Tokenizing

Ruud_Baars · November 1, 2018, 2:28pm

At least for Dutch, sentences are cut using SRX so that sentences are not split after abbreviations that have a full stop.
But that is not true for tokenization; etc. is split into 2 tokens.
Of course, this could be different for language, but I assume it is commonly done like this.
But why? There is no use of the period as a token by itself. And the postag of the abbreviation (when applicable) has to be based upon the word plus the full stop.

Example:
max : wrong
max. : correct, maximal; adjective
Max: correct : proper name

How do other rule developers deal with this?

arysin · November 1, 2018, 4:08pm

For Ukrainian we had multiple iterations of tokenization improvements.

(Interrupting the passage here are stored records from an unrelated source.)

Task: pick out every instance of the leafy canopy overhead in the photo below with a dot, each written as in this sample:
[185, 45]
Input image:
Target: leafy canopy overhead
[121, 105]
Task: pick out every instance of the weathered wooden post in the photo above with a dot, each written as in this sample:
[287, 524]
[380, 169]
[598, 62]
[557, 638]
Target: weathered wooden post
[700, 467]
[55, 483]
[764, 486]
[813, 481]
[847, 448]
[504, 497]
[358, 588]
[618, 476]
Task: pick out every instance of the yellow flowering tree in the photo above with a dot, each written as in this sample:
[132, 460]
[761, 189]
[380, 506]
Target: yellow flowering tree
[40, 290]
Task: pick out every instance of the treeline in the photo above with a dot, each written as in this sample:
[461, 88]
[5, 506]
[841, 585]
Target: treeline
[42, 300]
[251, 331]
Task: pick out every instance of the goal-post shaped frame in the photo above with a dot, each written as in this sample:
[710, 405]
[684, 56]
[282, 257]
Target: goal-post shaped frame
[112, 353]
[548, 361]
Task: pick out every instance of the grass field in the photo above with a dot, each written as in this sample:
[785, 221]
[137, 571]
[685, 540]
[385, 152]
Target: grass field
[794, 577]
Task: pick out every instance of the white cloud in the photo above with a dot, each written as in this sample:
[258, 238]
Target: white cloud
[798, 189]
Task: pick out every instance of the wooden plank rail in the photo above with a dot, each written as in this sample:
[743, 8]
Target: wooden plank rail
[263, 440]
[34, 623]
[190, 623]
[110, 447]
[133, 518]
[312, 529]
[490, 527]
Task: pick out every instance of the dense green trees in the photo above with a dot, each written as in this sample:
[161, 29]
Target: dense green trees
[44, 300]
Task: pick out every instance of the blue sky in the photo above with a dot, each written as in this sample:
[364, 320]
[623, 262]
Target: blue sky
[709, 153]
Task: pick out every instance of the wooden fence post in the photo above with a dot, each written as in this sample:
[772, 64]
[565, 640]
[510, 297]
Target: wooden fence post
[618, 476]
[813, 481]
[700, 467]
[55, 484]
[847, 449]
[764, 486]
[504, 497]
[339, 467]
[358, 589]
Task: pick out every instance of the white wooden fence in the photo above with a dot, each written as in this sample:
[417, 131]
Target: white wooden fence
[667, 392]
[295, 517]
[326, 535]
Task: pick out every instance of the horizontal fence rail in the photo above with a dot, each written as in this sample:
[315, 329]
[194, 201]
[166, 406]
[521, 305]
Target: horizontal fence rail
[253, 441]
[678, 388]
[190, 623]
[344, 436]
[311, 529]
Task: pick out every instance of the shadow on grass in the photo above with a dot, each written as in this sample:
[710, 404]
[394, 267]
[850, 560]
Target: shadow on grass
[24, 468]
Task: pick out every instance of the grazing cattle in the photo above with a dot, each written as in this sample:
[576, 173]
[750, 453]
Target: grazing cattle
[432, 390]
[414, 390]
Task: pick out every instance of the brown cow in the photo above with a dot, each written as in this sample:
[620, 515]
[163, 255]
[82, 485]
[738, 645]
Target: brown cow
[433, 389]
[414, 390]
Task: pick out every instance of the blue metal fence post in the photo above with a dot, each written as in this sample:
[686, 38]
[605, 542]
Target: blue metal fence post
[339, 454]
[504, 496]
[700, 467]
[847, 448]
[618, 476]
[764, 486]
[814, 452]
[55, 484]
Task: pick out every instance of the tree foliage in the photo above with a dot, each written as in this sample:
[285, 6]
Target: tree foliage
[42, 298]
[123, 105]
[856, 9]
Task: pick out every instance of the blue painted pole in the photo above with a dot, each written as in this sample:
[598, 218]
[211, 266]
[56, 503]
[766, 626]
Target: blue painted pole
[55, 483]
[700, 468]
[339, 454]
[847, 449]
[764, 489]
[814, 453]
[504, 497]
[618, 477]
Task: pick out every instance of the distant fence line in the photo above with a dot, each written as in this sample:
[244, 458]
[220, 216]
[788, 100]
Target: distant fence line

And usually the changes to support abbreviations with period require synchronized changes to both SRX rules and the word tokenizer class.
Usually abbreviations that do not overlap with non-abbreviated words are quite easy to deal with, but if the word can be use both with period and without may require some hairy logic.

Ruud_Baars · November 2, 2018, 6:41am

I know; some are quite simple, like ‘o.a.’ and ‘jl.’, but there are some that completely overlap.
I managed to get it working relatively well in php.
I might have a look at the Java code to see if it is just as easily adjusted.
It might be as simple as not tokenizing before a . , unless it is the last character…